Comment 5 Richard Su 2012-02-02 04:27:59 UTC
Dave,

Are you still seeing this bug in the latest rpms? I haven't been able to reproduce it on aeolus-conductor-0.8.0-15.el6.noarch or on the version you used.

Tomas has posted a patch to resolve it if it is still happening.

Comment 6 Dave Wilson 2012-02-03 18:04:25 UTC
Created attachment 559335 [details]
Sceenshot-Conductor-0.8.0-19

Comment 7 Dave Wilson 2012-02-03 18:12:17 UTC
In short, yes I'm still seeing an error. The behavior has been modified though. 

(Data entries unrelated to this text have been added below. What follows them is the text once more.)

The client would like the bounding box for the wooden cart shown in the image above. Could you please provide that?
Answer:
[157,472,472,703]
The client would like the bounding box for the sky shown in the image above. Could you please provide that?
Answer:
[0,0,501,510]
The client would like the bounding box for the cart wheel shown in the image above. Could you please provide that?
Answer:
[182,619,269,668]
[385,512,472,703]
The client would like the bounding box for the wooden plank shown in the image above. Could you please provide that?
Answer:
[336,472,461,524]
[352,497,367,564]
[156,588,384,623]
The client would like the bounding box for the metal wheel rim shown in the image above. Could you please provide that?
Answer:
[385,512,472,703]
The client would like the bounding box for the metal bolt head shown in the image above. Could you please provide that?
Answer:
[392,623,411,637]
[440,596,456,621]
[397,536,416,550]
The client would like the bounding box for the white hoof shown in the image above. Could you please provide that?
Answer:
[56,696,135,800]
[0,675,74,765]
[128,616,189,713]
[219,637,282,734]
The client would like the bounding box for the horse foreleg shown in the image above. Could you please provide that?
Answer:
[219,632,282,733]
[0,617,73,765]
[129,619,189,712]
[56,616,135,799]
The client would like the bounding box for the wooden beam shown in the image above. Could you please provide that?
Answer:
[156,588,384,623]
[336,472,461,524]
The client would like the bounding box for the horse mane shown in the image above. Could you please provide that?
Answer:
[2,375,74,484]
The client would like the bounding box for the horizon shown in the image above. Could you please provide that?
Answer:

In starting a 50 assembly deployable an error is returned to the UI (see attachment "Sceenshot-Conductor-0.8.0-19"). However, now the state of all the instances in the Conductor UI is "running" and in rhev-m status is "up" as opposed to "pending" and "stopped" respectively in the previously tested release.
So the desired result is achieved but the error returned to the UI needs attention.

current version: aeolus-conductor-0.8.0-19

Comment 8 Dave Wilson 2012-02-06 18:57:15 UTC
Verified that Tomáš Hrčka patch that adds pessimistic database locking for quota to prevent updating with old values fixes the issue described in the bz. 

Verified with launching deployables of 50 and 100 assemblies to rhev-m.

Comment 9 Richard Su 2012-02-06 19:54:03 UTC
Pushed Tomáš's patch.

aeolus-conductor commit d03def71904642a4f22c5a95128430f0faae93fa

Comment 10 Richard Su 2012-02-07 16:58:49 UTC
Fix is in aeolus-conductor-0.8.0-22

Comment 11 Dave Johnson 2012-02-24 17:08:03 UTC
I am still seeing this although it is not displaying errors in the UI now...

I can;t speak for Dave Wilson's experience, perhaps he can do a round of testing and comment with his feedback, but this is all based on the rhevm environment and the amount of resources it has.

Basically I attempt to launch 20 instances to a rhevm hypervisor with only 8GB of memory.  Maybe 14 launch but the rest stayed in pending.  

I looked in dbomatic.log and found the stale object exception

I looked in deltacloud/mock.log and found rhevm backend exceptions on out of memory

So my opinion, work is needed so exceptions can communicate status on a per assembly basis and give the end user feedback as to what is going on.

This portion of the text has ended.